Acta Neurologica Belgica
- Discipline: Neurology
- Language: English
- Edited by: Patrick Cras

Publication details
- History: 1901-present
- Publisher: Springer Science+Business Media
- Frequency: Quarterly
- Impact factor: 2.396 (2020)

Standard abbreviations
- ISO 4: Acta Neurol. Belg.

Indexing
- CODEN: ANUBBR
- ISSN: 0300-9009 (print) 2240-2993 (web)
- OCLC no.: 610316658

Links
- Journal homepage; Online access; Journal page at publisher's website;

= Acta Neurologica Belgica =

Neurological journal

Acta Neurologica Belgica is a quarterly peer-reviewed medical journal covering neurology. It was established in 1901 and is published by Springer Science+Business Media. It is an official journal of a number of Belgian medical societies (Belgian Neurological Society, Belgian Society for Neuroscience, Belgian Society of Clinical Neurophysiology, Belgian Pediatric Neurology Society, Belgian Study Group of Multiple Sclerosis, Belgian Stroke Council, Belgian Headache Society, Belgian Study Group of Neuropathology).

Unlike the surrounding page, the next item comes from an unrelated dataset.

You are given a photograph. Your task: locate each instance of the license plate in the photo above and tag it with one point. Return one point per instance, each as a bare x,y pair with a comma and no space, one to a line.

The editor-in-chief is Patrick Cras (University of Antwerp, Belgium).

== Abstracting and indexing ==
The journal is abstracted and indexed in:

- Science Citation Index Expanded
- Index medicus/MEDLINE/PubMed
- Scopus
- PsycINFO
- Embase
- Current Contents/Clinical Medicine
- GeoRef
- INIS Atomindex

According to the Journal Citation Reports, the journal has a 2020 impact factor of 2.396.